Overview
Anthropic published an updated system prompt for Claude Opus 4.7 (released April 16, 2026), and security researcher Simon Willison performed a structured diff against the prior Opus 4.6 prompt. The changes reveal a notable expansion of agentic capabilities — including new autonomous agents for Chrome browsing, Excel, and PowerPoint — alongside a revised posture that encourages Claude to act using tools before seeking human clarification. While Anthropic’s transparency in publishing system prompts is commendable and unusual among major AI labs, the contents of the 4.7 prompt introduce meaningful changes to Claude’s attack surface.
Technical Analysis
Several changes carry direct security implications:
Expanded agentic tool surface: The 4.7 prompt now explicitly references Claude in Chrome (autonomous browsing), Claude in Excel, and Claude in PowerPoint as callable tools within Claude Cowork. Each integration represents a new vector for adversarial manipulation — malicious web content encountered during autonomous browsing could inject instructions into Claude’s context (classic indirect prompt injection).
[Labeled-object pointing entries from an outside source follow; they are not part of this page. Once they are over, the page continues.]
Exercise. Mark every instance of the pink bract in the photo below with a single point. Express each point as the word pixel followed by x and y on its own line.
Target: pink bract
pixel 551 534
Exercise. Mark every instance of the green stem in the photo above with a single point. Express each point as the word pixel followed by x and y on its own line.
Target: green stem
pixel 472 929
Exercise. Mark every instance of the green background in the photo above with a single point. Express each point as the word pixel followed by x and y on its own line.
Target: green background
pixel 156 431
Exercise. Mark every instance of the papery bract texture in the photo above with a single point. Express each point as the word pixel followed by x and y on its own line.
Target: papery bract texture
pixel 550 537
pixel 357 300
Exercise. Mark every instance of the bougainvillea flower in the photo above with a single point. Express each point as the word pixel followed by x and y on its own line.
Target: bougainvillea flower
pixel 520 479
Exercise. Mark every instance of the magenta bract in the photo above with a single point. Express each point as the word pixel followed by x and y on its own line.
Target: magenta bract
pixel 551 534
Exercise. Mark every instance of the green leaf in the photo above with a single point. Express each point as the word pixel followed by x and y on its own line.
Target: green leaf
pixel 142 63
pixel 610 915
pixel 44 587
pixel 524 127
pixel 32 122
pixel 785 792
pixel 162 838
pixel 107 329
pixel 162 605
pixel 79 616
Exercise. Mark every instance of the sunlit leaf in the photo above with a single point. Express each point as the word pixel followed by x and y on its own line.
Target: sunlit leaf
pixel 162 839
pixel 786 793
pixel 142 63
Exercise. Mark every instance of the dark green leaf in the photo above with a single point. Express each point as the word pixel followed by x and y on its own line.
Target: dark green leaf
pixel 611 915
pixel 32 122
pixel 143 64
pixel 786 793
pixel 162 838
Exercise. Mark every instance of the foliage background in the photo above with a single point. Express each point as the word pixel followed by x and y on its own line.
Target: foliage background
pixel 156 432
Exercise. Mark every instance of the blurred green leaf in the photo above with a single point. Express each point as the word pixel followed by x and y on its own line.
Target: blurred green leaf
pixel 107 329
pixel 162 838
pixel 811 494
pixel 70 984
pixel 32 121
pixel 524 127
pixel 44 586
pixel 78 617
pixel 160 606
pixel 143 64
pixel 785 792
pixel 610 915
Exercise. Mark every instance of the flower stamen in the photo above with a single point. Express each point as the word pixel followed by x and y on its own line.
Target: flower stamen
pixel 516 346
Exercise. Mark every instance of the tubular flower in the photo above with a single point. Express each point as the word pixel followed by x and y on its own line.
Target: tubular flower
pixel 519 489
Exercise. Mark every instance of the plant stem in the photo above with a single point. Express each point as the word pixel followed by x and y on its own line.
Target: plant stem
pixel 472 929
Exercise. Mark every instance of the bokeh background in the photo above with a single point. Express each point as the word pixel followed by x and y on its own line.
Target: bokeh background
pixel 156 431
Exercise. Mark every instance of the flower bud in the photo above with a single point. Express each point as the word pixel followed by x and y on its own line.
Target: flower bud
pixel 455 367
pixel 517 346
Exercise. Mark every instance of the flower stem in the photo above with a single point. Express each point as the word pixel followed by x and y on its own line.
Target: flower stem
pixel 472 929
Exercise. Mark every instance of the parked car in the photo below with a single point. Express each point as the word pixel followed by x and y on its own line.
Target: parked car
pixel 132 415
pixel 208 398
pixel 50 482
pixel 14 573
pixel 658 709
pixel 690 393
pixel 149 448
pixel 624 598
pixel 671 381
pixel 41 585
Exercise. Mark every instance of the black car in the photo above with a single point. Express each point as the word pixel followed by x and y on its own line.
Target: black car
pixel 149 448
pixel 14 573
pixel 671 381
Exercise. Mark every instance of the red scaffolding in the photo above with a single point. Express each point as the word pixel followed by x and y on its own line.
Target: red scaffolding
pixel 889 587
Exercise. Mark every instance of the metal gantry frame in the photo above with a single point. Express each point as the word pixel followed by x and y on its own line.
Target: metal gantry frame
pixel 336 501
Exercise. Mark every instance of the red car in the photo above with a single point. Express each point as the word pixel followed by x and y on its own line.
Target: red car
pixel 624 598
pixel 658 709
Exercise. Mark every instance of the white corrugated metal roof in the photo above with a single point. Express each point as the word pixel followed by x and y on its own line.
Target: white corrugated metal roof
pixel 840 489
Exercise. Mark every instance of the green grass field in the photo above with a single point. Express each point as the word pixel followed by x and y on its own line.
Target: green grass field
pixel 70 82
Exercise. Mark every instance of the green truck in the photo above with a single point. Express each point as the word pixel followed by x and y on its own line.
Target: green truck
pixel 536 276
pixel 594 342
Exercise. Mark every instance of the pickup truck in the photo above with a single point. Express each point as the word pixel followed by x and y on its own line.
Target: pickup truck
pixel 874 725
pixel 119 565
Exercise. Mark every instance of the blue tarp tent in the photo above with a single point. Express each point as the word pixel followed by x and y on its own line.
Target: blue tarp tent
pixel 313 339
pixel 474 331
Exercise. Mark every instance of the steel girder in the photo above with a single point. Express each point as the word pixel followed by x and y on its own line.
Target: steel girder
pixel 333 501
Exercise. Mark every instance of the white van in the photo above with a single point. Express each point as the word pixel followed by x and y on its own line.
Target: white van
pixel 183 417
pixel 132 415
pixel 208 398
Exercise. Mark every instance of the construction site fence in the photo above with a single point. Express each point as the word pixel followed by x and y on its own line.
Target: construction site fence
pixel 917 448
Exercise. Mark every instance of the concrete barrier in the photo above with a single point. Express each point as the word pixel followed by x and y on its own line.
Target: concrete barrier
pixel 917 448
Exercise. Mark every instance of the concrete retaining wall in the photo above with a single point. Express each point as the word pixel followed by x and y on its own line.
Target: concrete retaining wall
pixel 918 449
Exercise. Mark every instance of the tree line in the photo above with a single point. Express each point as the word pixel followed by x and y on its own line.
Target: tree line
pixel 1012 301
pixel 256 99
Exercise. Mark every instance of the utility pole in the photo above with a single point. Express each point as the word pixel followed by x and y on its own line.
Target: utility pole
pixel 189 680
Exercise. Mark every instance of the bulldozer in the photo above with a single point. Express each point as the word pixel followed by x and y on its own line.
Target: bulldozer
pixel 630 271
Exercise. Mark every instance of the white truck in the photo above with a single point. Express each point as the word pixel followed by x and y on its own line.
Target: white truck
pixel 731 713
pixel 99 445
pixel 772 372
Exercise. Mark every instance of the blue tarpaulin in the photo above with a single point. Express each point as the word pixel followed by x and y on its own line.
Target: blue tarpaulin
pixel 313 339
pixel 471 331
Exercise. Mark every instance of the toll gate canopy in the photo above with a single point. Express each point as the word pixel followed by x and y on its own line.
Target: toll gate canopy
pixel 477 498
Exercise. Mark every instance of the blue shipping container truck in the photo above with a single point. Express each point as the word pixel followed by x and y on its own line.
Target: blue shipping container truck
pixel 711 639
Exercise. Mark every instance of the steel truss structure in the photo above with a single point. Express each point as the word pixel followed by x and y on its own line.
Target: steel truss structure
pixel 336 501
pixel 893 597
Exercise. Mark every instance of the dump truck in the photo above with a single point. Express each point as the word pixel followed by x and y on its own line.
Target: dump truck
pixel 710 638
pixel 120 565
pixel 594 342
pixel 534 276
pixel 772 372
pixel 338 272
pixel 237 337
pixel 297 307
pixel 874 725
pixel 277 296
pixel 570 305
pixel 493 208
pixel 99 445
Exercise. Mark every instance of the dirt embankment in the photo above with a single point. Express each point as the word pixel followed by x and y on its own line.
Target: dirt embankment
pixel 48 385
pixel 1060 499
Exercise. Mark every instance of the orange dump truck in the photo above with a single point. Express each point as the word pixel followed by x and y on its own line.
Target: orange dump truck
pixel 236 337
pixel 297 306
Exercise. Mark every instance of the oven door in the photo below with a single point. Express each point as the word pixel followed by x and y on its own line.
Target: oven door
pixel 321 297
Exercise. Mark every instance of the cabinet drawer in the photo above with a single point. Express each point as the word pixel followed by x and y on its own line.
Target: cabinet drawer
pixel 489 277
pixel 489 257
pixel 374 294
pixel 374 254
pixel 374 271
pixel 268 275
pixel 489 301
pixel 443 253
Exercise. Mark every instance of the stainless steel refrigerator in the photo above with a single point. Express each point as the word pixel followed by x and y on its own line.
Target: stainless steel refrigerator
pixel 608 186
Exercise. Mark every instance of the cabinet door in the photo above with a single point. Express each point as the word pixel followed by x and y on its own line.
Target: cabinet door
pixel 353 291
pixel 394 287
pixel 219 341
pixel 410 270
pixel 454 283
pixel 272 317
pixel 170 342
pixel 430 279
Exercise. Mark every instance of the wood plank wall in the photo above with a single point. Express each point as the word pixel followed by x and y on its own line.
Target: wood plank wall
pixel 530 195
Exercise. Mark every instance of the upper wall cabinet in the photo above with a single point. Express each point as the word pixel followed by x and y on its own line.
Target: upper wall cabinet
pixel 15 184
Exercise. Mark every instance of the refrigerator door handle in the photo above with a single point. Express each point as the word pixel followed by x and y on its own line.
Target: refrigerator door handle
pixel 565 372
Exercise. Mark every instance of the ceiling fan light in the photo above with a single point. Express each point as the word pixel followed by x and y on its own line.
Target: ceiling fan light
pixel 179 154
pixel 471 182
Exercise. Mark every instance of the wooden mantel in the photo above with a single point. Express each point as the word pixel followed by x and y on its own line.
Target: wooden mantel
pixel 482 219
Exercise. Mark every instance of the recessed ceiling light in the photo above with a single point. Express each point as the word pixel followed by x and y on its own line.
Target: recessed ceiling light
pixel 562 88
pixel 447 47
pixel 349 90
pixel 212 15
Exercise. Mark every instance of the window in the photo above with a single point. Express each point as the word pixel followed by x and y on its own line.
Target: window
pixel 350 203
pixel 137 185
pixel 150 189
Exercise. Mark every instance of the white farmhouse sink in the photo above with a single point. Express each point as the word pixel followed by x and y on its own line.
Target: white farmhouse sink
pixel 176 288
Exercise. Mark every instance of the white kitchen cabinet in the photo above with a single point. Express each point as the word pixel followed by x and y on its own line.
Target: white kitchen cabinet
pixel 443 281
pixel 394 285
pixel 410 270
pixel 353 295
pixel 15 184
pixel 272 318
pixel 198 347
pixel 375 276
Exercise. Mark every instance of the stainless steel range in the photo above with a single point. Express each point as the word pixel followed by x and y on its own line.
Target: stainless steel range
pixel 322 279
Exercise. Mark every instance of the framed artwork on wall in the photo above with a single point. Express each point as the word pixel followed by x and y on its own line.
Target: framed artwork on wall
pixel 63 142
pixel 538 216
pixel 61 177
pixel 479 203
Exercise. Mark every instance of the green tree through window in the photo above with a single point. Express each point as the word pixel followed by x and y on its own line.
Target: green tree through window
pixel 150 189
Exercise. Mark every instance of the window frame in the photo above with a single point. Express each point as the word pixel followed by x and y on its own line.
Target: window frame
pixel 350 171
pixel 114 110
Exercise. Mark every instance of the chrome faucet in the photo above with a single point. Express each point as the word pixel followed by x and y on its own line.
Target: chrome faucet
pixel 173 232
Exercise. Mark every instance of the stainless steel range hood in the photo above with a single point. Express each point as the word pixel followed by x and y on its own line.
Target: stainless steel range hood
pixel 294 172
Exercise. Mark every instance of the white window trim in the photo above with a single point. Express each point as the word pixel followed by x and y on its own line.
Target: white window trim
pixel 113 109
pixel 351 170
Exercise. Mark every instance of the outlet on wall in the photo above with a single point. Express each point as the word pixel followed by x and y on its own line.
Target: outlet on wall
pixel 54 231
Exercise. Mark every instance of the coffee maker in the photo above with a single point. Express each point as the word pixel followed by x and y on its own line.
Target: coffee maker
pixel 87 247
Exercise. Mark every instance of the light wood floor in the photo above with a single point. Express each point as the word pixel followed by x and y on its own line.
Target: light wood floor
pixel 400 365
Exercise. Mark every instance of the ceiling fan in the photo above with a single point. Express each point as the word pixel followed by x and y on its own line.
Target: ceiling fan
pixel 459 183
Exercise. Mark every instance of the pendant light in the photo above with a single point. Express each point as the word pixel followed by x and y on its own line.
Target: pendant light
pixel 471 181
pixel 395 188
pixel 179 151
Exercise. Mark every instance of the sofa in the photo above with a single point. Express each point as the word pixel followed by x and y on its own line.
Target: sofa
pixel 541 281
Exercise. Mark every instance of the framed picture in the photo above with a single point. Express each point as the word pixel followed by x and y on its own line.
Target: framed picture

Proactive tool-calling posture: The new <acting_vs_clarifying> section instructs Claude to call tools — including tool_search — to resolve ambiguity before asking the user. This reduces human-in-the-loop checkpoints. An attacker crafting an ambiguous prompt could cause Claude to autonomously invoke tools, fetch external data, or escalate privileges without explicit user confirmation.
tool_search mechanism: Claude is now instructed to call tool_search before declaring it lacks a capability (e.g., location access, calendar, files, memory). This means the model will actively probe for available capabilities in response to user input — including adversarially crafted input — potentially exposing tool availability as an oracle.
Child safety hardening: The <critical_child_safety_instructions> section introduces conversation-level state: once a refusal is triggered for child safety reasons, all subsequent turns must be treated with extreme caution. This is a meaningful guardrail against multi-turn jailbreak progressions targeting this content class.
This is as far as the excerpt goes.